Oleg Taktarov once told me, more or less in these words, that “it is a terrible thing to be the best grappler at your school”. What he was getting at was that if you are always the king of the jungle in your sparring sessions then it is really hard to get better.
Now this might not be an issue if you are training at a large jiu-jitsu academy where there are many black belts and brown belts on the mat every training session, but unfortunately not everyone has access to those sorts of clubs. For every student at a large academy there are probably 5 or 10 grapplers training at a small club, in a friend’s garage, or in a rec center.
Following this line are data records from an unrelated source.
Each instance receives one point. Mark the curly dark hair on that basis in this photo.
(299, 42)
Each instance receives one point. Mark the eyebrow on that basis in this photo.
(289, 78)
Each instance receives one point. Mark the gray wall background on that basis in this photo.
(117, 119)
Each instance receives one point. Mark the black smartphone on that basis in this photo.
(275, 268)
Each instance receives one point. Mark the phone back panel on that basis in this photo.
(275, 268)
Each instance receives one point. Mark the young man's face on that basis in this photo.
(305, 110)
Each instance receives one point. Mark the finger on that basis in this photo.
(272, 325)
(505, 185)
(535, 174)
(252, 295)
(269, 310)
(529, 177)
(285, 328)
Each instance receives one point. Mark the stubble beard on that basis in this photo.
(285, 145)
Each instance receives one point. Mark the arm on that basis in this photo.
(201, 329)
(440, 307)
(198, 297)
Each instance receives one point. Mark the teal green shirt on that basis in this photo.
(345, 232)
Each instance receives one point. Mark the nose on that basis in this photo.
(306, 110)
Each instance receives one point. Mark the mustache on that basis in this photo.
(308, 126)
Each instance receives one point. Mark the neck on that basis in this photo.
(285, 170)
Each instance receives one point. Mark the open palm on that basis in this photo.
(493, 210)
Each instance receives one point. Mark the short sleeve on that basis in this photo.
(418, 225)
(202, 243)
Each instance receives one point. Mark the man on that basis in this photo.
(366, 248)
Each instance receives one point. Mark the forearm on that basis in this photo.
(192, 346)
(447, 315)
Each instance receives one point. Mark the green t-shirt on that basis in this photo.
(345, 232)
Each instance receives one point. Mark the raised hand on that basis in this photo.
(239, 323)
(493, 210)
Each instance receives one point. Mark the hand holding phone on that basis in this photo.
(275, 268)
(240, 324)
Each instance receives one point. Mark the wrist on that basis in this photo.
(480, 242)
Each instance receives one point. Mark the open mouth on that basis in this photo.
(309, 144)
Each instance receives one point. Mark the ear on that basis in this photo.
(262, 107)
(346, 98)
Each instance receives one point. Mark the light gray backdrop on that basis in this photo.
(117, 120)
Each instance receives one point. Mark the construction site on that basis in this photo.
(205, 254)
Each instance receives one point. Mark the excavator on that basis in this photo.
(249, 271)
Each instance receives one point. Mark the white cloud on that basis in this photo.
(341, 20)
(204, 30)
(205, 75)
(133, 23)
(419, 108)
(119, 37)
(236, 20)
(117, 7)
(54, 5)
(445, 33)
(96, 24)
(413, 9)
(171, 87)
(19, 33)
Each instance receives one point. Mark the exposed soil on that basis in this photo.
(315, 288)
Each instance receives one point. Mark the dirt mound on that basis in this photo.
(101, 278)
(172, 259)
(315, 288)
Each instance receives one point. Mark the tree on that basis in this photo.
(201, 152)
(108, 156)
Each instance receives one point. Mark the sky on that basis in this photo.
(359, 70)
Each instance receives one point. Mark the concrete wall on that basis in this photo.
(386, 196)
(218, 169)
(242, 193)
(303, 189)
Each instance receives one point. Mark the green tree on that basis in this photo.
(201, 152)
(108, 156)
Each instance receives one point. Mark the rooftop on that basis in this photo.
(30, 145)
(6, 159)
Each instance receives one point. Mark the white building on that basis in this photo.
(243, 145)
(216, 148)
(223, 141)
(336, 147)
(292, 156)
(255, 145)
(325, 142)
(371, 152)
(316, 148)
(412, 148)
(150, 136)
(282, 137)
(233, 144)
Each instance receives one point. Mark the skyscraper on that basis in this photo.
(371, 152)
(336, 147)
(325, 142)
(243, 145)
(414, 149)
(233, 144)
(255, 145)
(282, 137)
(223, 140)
So what can you do if you are the best grappler among your group of sparring partners – how do you improve your skills? The answer lies in limiting your game. For example try going for one week (or one month) only trying to get to, maintain, and finish from, rear mount. Then spend the same period of time always starting from underneath your opponents’ mount. Then move on to only finishing with the armbar from the guard. I am sure you get the picture by now and can come up with many other ways of limiting your game.
What you are doing here is educating your opponents to give you a hard time. If you think it’s easy to apply an armlock to someone just wait until they figure out that you’re ONLY attacking with armlocks – they will start getting better at all the counters, forcing you to become better at the setups and recounters. Everybody wins, and perhaps someday you will have created sparring partners who are at your level.